L'époque des Croisades se caractérise
par la découverte des technologies orientales. L'Espagne
fut naturellement un relais de ce transfert de connaissances et,
vers le milieu du XIIIe siècle, l'un des souverains les plus
érudits se consacra à diffuser en Occident un savoir
et une terminologie qui faisaient défaut à nos praticiens.
Le roi Alphonse X de Castille, dit le Sage, à juste titre,
transmit ainsi à ses contemporains des traités de
droit, de médecine et un célèbre
Livre des
Echecs. C'est à tous ces titres qu'un récent Colloque
consacré au vocabulaire médiéval lui a rendu
un hommage particulier
(1).
On trouve de plus en plus couramment à partir du XIIe
siècle dans les actes notariés (inventaires, testaments)
la mention d'échiquiers. Et ce, même dans l'énumération
des biens de pauvres chevaliers, où, à côté
de quelques tapis et ferrailles, ils représentent l'essentiel
de la valeur du mobilier.
Le Libro del Açedrez - c'est son titre exact,
car on le modernise depuis le XVIIIe siècle en Libros
de Ajedrez - venait donc à point nommé, conçu
qu'il était comme la synthèse de diverses traductions
juives et arabes afin de procurer tant à des gens de cour
qu'à un public populaire les règles de la science
du tablero (2).
A l'occasion du Colloque précité, le Professeur
Hans Scherer, de Cologne a donné une interprétation
fort pertinente de l'alphonsine entreprise d'un manuel échiquéen
(3). Je ne puis qu'en retracer ici les grandes
lignes, en priant le lecteur de ne point s'effrayer de la sémantique
universitaire. (Mais quelques citations nous reconduiront au Tablero).
1\
Le Libro est la codification d'un système symbolique
Il s'agit d'y exprimer les hiérarchies d'une armée
féodale de ce temps.
- Les peones (paysans) sont les "huit de ces figures de moindre
valeur ; elles ont été créées comme
modèle du petit peuple qui accompagne l'armée".

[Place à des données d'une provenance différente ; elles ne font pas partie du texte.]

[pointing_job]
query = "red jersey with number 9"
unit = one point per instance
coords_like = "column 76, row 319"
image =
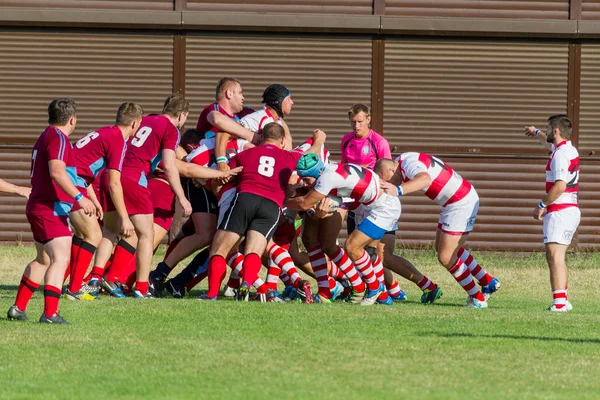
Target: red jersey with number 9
column 156, row 133
column 267, row 171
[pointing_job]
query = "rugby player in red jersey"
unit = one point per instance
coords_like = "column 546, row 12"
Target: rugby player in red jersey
column 52, row 196
column 100, row 149
column 254, row 212
column 156, row 139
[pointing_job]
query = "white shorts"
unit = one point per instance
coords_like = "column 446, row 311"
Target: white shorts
column 560, row 226
column 459, row 218
column 379, row 217
column 224, row 203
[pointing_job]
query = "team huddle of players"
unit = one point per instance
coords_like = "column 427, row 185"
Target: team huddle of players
column 250, row 196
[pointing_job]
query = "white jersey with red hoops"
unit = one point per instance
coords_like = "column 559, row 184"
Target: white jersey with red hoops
column 447, row 187
column 323, row 154
column 349, row 181
column 256, row 121
column 563, row 165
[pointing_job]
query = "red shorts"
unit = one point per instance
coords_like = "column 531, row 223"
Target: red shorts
column 48, row 227
column 163, row 202
column 137, row 198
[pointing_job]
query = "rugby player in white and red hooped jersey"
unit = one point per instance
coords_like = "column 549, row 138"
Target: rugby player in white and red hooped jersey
column 156, row 139
column 254, row 213
column 560, row 203
column 101, row 149
column 53, row 177
column 412, row 172
column 377, row 213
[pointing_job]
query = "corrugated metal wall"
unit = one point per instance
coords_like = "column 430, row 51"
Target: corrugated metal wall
column 471, row 96
column 99, row 71
column 283, row 6
column 547, row 9
column 324, row 75
column 99, row 4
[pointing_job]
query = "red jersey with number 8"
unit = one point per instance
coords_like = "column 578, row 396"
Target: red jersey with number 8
column 156, row 133
column 267, row 171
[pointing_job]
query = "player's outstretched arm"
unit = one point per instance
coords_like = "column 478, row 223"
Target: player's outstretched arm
column 116, row 193
column 58, row 173
column 169, row 160
column 303, row 203
column 7, row 187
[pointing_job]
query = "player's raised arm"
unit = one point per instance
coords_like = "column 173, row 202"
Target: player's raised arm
column 7, row 187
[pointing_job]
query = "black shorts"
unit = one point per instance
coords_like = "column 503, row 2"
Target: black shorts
column 202, row 200
column 250, row 212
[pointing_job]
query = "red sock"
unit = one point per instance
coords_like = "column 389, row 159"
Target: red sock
column 75, row 245
column 477, row 271
column 216, row 273
column 251, row 267
column 25, row 291
column 347, row 267
column 463, row 276
column 318, row 263
column 124, row 253
column 365, row 267
column 426, row 284
column 51, row 299
column 82, row 262
column 141, row 287
column 171, row 247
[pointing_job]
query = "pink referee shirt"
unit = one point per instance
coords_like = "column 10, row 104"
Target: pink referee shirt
column 364, row 151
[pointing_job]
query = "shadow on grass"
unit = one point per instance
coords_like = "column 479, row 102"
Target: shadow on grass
column 521, row 337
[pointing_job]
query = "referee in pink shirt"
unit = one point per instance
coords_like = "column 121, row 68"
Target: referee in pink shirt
column 363, row 146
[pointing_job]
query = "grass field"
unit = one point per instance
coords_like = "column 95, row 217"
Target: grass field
column 184, row 349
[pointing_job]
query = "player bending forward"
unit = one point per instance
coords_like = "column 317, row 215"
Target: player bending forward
column 412, row 172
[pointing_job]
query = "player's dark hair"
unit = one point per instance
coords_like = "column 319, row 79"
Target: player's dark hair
column 273, row 131
column 563, row 123
column 191, row 138
column 129, row 112
column 176, row 104
column 61, row 110
column 224, row 85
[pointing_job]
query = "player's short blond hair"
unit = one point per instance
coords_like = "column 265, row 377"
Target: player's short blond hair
column 563, row 123
column 129, row 112
column 224, row 85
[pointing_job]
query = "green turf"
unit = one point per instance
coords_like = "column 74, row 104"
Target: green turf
column 189, row 349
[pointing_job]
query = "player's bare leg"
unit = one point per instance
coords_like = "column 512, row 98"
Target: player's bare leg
column 555, row 256
column 144, row 229
column 355, row 248
column 447, row 247
column 30, row 281
column 88, row 230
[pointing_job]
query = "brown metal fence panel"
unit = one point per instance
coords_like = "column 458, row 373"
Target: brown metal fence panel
column 508, row 187
column 15, row 165
column 282, row 6
column 590, row 9
column 547, row 9
column 589, row 116
column 324, row 75
column 97, row 4
column 99, row 71
column 589, row 200
column 471, row 96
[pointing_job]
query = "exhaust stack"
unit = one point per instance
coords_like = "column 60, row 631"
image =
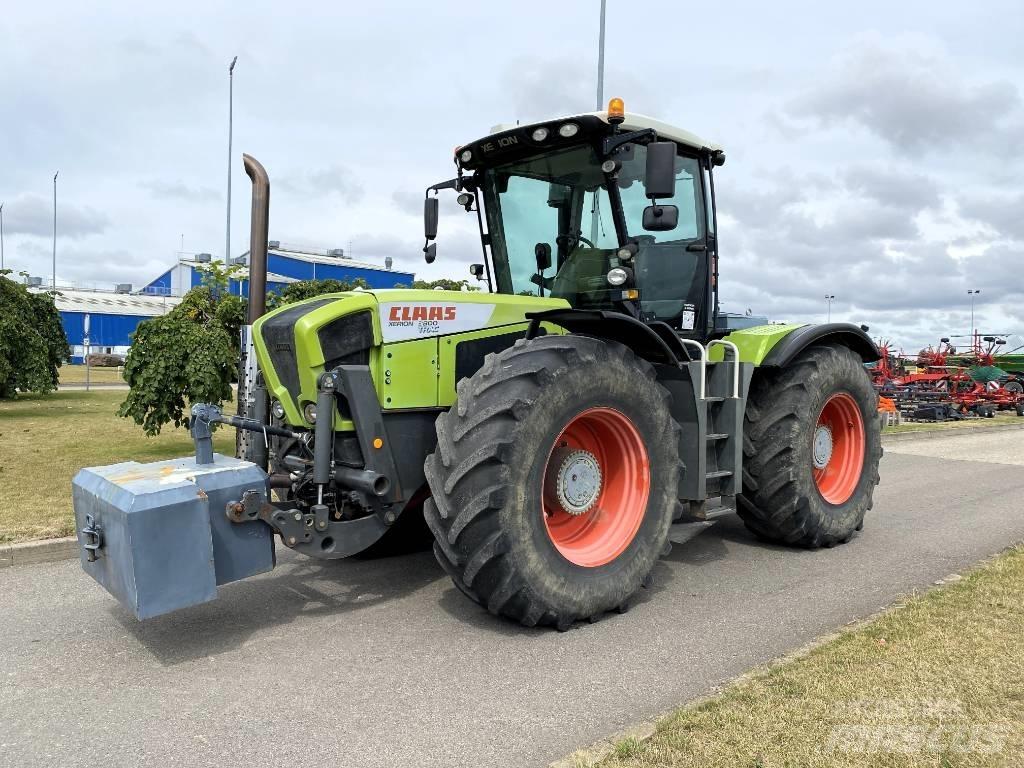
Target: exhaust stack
column 252, row 399
column 259, row 229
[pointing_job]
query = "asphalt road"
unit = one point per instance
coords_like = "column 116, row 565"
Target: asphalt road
column 385, row 664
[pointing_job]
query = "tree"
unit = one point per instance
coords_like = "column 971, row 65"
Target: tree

- La tour, "roque" (en ital. rocca), est décrite comme
l'authentique château, légal, construit avec la permission
de autorités publiques, ce qui était l'idéal
des souverains de ce temps. On la dira donc roc ou rocher, ce
qui signifie : un vrai château fort.
- Notre fou est un "alfil", c'est à dire, selon ce terme
d'origine arabe, un "éléphant" mais, par un jeu
de mot, Alphonse X y voit aussi un "alférez", soit, selon
l'arabe encore, un chevalier qui porte les insignes de guerre
du roi : en somme, un gonfalonnier comme dans la France de saint
Louis, contemporain d'Alphonse. Notons que l'Allemagne en fera
un "Läufer", un courrier. Mais le "Libro" va encore plus
loin à propos de cette figure qui a toujours intrigué
les stratèges échiquéens. Le fou est aussi
un "peon alferzado", ou -si j'interprète le plus précisément
possible - un "soldat d'élite placé au service"
de la reine (et non à celui du roi : prémonition
du Ruy Blas... !)
2\ Quantification des possibilités
de mouvement
- Le cheval. Traduisons simplement mais partiellement en raison
de ce qui précède : "(il) marche une case comme
une roque et une case comme un alfil". en droite ligne comme une
tour, puis de biais comme un éléphant...
- La dame est l'objet de tous les soucis du stratège, à
l'inverse de son illustre époux.
- elle est dite en latin "domina" (rien d'original, femme de seigneur)
mais le "libro" explique qu'elle est fondamentalement une ALFFERZA.
Ici les choses se compliquent mais la sémantique hispano-orientale
nous les rends plus claires. L'allemand la désigne d'ailleurs
comme 'porte-drapeau" (Fähnrich). Elle est une sorte de "vizir",
dit Alphonse, c'est à dire une commandante de soldats "dont
on ne connaît pas le nombre mais qui la nomme alferza".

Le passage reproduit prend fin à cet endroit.